At the Mitchell family's farm, roots run deep. From left to right: Jeanne Colombel Mitchell, Florence Mitchell McIntosh (with 3-month-old baby Kourtney), and great-grandmother Marie Colombel.

By Rachel Zegerius

This past Memorial Day marked the 100-year anniversary of the Tulsa Race Riots. Generally known as the single worst incident of racial violence in American history, the massacre decimated the Greenwood District of Tulsa, Oklahoma — once the wealthiest Black community in the United States, referred to as “Black Wall Street.”

The father of Philemon Mitchell was shot and left for dead, his lucrative trucking company completely destroyed.

In search of safety and an opportunity to rebuild, young Philemon Mitchell moved from Tulsa to Chicago during the Great Migration along with more than six million African Americans fleeing the rural South for the urban North between 1916 and 1970. In Chicago, he met his wife Jeanne and they began their family, starting with three daughters.

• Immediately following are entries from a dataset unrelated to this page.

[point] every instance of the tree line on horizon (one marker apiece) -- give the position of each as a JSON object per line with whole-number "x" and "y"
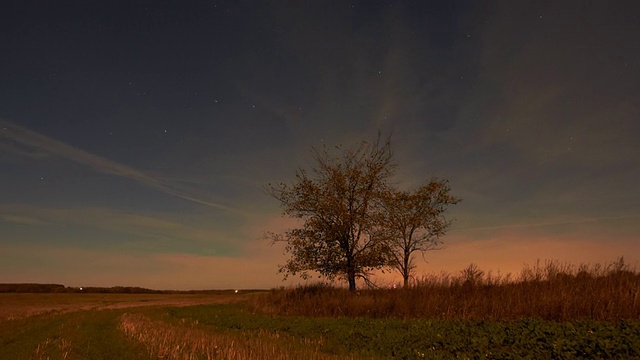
{"x": 355, "y": 220}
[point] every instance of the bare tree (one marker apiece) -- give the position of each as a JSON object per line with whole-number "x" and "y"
{"x": 338, "y": 202}
{"x": 414, "y": 222}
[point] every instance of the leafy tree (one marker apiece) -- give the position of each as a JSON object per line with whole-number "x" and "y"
{"x": 338, "y": 203}
{"x": 414, "y": 222}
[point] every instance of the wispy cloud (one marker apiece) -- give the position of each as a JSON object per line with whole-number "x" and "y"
{"x": 568, "y": 221}
{"x": 148, "y": 230}
{"x": 39, "y": 143}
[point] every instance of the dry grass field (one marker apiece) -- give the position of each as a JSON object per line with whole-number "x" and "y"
{"x": 548, "y": 311}
{"x": 20, "y": 305}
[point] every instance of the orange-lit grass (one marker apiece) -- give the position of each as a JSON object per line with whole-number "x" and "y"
{"x": 189, "y": 341}
{"x": 549, "y": 291}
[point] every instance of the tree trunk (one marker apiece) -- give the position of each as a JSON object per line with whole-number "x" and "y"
{"x": 406, "y": 269}
{"x": 351, "y": 278}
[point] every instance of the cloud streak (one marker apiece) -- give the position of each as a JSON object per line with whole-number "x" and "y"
{"x": 42, "y": 143}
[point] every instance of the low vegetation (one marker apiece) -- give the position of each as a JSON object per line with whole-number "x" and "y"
{"x": 548, "y": 311}
{"x": 548, "y": 291}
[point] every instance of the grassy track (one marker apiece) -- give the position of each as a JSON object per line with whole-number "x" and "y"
{"x": 232, "y": 331}
{"x": 76, "y": 335}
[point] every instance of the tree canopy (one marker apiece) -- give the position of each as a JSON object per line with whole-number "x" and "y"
{"x": 354, "y": 221}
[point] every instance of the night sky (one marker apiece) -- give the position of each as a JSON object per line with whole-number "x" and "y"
{"x": 136, "y": 137}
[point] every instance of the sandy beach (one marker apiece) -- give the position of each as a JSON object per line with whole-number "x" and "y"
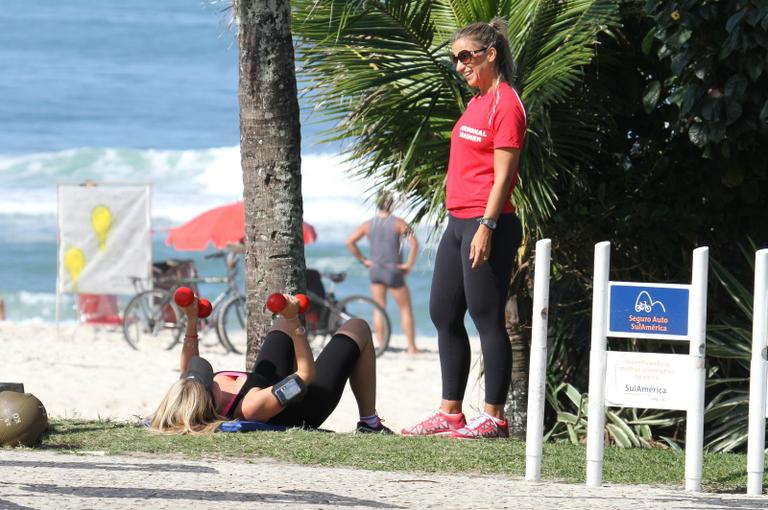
{"x": 80, "y": 371}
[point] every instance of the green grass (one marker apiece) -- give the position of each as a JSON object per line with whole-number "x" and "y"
{"x": 561, "y": 462}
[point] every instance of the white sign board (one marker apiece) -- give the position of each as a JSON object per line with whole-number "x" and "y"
{"x": 104, "y": 237}
{"x": 648, "y": 380}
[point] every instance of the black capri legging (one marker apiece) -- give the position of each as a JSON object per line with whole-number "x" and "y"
{"x": 457, "y": 287}
{"x": 333, "y": 366}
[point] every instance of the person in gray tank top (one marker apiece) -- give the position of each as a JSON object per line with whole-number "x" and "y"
{"x": 385, "y": 233}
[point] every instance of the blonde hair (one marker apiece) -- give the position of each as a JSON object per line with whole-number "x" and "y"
{"x": 187, "y": 408}
{"x": 492, "y": 35}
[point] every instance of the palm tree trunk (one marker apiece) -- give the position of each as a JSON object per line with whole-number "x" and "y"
{"x": 270, "y": 147}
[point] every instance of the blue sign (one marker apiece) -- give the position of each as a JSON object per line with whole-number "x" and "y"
{"x": 645, "y": 310}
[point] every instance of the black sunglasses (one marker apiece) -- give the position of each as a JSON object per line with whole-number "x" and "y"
{"x": 465, "y": 56}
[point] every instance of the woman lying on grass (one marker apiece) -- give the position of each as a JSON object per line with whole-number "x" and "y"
{"x": 286, "y": 387}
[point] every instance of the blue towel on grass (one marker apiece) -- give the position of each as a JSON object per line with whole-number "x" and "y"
{"x": 242, "y": 426}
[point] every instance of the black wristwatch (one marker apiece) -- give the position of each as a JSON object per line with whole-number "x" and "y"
{"x": 488, "y": 222}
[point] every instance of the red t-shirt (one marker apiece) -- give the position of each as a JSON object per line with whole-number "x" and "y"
{"x": 494, "y": 121}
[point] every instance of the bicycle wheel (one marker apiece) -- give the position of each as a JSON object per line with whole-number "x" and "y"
{"x": 370, "y": 311}
{"x": 153, "y": 321}
{"x": 230, "y": 324}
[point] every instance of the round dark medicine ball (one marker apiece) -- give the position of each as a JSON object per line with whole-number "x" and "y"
{"x": 22, "y": 419}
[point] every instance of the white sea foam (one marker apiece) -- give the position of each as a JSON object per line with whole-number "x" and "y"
{"x": 184, "y": 183}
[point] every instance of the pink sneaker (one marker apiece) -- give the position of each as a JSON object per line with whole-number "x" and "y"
{"x": 436, "y": 424}
{"x": 484, "y": 426}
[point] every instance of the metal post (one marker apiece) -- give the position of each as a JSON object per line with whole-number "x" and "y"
{"x": 694, "y": 430}
{"x": 596, "y": 411}
{"x": 537, "y": 381}
{"x": 758, "y": 374}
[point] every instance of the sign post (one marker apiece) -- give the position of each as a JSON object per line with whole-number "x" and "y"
{"x": 537, "y": 381}
{"x": 649, "y": 380}
{"x": 758, "y": 373}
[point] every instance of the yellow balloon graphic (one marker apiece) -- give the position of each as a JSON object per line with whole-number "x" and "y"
{"x": 74, "y": 262}
{"x": 101, "y": 221}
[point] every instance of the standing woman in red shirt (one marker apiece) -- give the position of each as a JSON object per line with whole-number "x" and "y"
{"x": 474, "y": 260}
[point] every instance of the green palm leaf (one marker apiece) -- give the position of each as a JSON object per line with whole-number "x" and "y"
{"x": 380, "y": 71}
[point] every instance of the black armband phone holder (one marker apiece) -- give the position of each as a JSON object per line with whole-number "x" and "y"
{"x": 290, "y": 389}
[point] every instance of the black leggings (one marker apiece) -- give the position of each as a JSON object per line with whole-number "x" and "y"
{"x": 333, "y": 366}
{"x": 457, "y": 287}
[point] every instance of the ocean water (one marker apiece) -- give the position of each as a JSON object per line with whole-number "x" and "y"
{"x": 143, "y": 91}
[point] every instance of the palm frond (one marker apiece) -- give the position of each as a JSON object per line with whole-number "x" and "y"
{"x": 379, "y": 70}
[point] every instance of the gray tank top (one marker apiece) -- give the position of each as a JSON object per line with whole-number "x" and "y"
{"x": 385, "y": 242}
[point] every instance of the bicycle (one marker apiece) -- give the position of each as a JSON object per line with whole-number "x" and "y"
{"x": 327, "y": 313}
{"x": 153, "y": 319}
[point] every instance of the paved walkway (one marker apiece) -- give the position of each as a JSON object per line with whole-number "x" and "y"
{"x": 41, "y": 480}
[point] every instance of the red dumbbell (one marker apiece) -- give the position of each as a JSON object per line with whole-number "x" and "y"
{"x": 276, "y": 302}
{"x": 303, "y": 302}
{"x": 185, "y": 297}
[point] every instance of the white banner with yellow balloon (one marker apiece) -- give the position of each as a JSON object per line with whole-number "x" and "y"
{"x": 105, "y": 237}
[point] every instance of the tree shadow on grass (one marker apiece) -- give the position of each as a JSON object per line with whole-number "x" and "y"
{"x": 298, "y": 497}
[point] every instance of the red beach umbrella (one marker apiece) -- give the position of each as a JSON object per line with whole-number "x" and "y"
{"x": 219, "y": 226}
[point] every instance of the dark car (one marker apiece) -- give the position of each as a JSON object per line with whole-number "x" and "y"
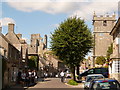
{"x": 104, "y": 84}
{"x": 103, "y": 71}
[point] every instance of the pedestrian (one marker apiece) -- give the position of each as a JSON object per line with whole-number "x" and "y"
{"x": 62, "y": 75}
{"x": 23, "y": 77}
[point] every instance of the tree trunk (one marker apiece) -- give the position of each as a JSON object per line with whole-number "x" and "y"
{"x": 78, "y": 71}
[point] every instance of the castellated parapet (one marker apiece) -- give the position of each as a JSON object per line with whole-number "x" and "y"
{"x": 102, "y": 27}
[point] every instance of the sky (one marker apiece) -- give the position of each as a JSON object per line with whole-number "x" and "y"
{"x": 44, "y": 16}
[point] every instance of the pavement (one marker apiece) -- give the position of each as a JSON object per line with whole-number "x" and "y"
{"x": 48, "y": 83}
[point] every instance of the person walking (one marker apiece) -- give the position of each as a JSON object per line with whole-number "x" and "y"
{"x": 23, "y": 77}
{"x": 62, "y": 75}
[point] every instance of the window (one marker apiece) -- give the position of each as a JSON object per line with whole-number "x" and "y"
{"x": 101, "y": 34}
{"x": 105, "y": 23}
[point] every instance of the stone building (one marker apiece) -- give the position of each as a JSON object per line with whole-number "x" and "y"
{"x": 10, "y": 61}
{"x": 102, "y": 39}
{"x": 114, "y": 64}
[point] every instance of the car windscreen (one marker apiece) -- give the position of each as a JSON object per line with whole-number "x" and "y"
{"x": 89, "y": 78}
{"x": 106, "y": 85}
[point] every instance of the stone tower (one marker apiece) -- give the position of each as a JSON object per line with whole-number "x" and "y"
{"x": 35, "y": 38}
{"x": 102, "y": 27}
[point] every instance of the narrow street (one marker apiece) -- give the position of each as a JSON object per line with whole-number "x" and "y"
{"x": 53, "y": 83}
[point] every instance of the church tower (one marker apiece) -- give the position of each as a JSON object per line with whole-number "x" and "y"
{"x": 102, "y": 27}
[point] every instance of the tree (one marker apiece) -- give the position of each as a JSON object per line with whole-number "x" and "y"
{"x": 100, "y": 60}
{"x": 71, "y": 41}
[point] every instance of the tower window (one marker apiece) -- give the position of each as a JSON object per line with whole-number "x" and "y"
{"x": 105, "y": 23}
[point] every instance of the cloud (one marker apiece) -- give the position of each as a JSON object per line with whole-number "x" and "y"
{"x": 6, "y": 20}
{"x": 82, "y": 9}
{"x": 101, "y": 8}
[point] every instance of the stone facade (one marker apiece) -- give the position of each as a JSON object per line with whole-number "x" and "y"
{"x": 102, "y": 39}
{"x": 114, "y": 64}
{"x": 10, "y": 61}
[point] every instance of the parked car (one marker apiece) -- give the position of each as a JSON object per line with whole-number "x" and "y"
{"x": 91, "y": 77}
{"x": 104, "y": 84}
{"x": 103, "y": 71}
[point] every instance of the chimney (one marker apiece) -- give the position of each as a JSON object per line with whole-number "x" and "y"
{"x": 10, "y": 27}
{"x": 19, "y": 35}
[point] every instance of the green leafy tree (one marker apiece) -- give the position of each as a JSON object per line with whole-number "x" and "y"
{"x": 100, "y": 60}
{"x": 109, "y": 51}
{"x": 71, "y": 41}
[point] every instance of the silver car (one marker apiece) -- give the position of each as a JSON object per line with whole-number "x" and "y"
{"x": 91, "y": 77}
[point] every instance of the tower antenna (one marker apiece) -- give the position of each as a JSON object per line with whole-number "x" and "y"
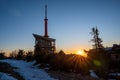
{"x": 46, "y": 23}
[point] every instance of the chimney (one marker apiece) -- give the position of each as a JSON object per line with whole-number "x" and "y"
{"x": 46, "y": 23}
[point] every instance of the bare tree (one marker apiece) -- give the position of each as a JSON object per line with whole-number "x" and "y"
{"x": 96, "y": 39}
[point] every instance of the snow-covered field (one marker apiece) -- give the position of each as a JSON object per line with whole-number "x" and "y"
{"x": 27, "y": 70}
{"x": 5, "y": 76}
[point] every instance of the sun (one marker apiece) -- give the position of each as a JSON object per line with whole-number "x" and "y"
{"x": 81, "y": 53}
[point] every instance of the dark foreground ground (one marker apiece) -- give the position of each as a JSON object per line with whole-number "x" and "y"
{"x": 6, "y": 68}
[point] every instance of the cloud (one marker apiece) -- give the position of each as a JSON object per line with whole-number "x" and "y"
{"x": 15, "y": 12}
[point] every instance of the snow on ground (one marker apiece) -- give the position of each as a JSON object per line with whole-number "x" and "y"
{"x": 28, "y": 71}
{"x": 93, "y": 74}
{"x": 5, "y": 76}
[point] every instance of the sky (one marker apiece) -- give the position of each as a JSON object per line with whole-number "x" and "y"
{"x": 69, "y": 22}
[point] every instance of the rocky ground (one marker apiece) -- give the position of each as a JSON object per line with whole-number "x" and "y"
{"x": 70, "y": 76}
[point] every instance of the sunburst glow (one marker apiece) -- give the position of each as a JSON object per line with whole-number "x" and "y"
{"x": 81, "y": 53}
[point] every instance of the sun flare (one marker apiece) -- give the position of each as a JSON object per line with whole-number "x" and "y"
{"x": 81, "y": 53}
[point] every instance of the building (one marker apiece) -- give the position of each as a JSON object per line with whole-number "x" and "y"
{"x": 44, "y": 44}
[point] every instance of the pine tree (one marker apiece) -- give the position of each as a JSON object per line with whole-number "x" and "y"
{"x": 96, "y": 39}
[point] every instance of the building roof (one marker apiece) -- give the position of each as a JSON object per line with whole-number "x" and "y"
{"x": 38, "y": 37}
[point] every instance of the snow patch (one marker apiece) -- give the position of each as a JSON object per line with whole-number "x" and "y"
{"x": 28, "y": 71}
{"x": 93, "y": 74}
{"x": 5, "y": 76}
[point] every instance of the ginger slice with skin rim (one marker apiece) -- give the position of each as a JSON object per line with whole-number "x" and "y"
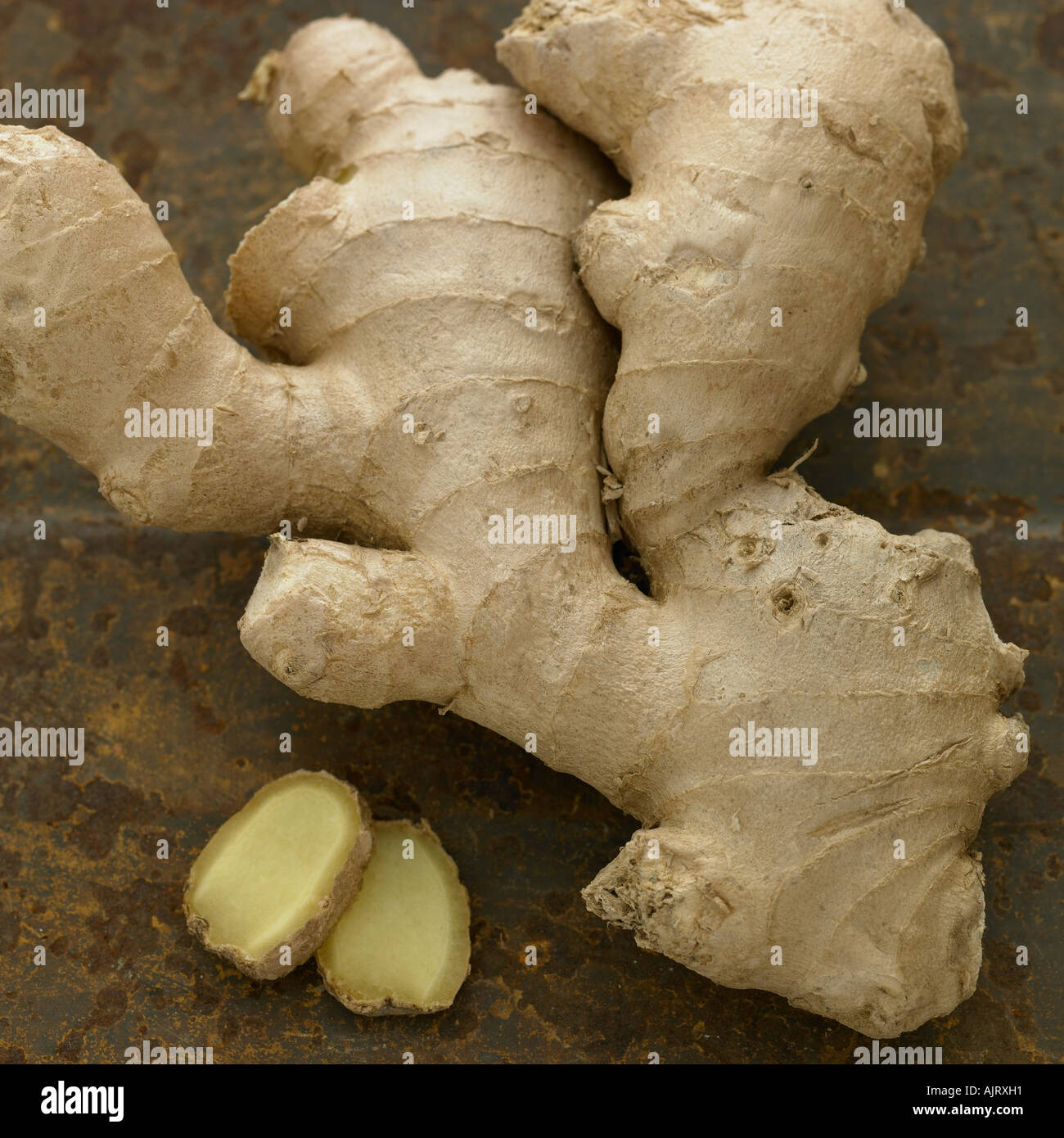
{"x": 280, "y": 872}
{"x": 403, "y": 945}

Jim Crow Chicago came with a different kind of racism, and the Mitchells eventually settled in southwest Michigan where, after working at an aluminum factory and planning for 18 years, Philemon realized that the sandy, acidic soils in the region were well-suited for blueberries. And so began Mitchell’s Blueberry Farm, with the first planting of bushes in 1968.

Fifty-two growing seasons later, the Mitchell family is still at it, on the same five acres of the same soil, producing 10,000-12,000 pounds of certified organic blueberries each year. As management of the farm transitions to the third generation, Philemon and Jeanne’s eldest granddaughter (of 38 grandchildren!), Kourtney Ketterhagen, is the matriarch in training. “To be able to farm is an honor and a privilege,” she explains. “It is about the legacy and the connection with nature that we feel is critical to our human experience.”

The Mitchell brand is synonymous with flavor and quality. Each Mitchell organic blueberry is touched five times before it makes it to your cereal bowl. After being picked, berries are placed into a bucket, then into a lug, then taken to a belt for sorting into retail containers while workers meticulously set aside lower quality berries for juice or freezing. It’s a lot of handling for a delicate fruit. And Ketterhagen has her eye on nearly every berry that crosses the belt.

With a background in yoga philosophy, she sees farming as a balance of capitalism and spirituality — honoring people and plants, while still building a successful business. “The entire system challenge is to pay farm workers fair wages, invest in infrastructure, and charge a price that customers can afford, all while keeping true to our ethical farming practices,” she says.

These values take center stage as the Mitchell family continues to strategically build the business. Expansion will consist of the standard infrastructure improvements, but may also include partnerships with other organic farmers growing under the Mitchell brand, as well as the creation of top-quality, value-added products, like cousin James’ newly launched blueberry leaf tea and blueberry pie.

The Mitchell’s organic certification adds value to this system, affording their small farm a competitive edge over the larger conventional farms nearby. Ten years ago, the three-year transition to organic was a struggle— learning to grow in a different way, coupled with the added expenses of growing organically. But the family persisted with the spirit of resilience in their DNA. Ketterhagen explains, “There is a whole energy that comes from doing things well. You don’t even think about what can’t be done because whatever it is, must be done — in a timely manner, with precision and pride.”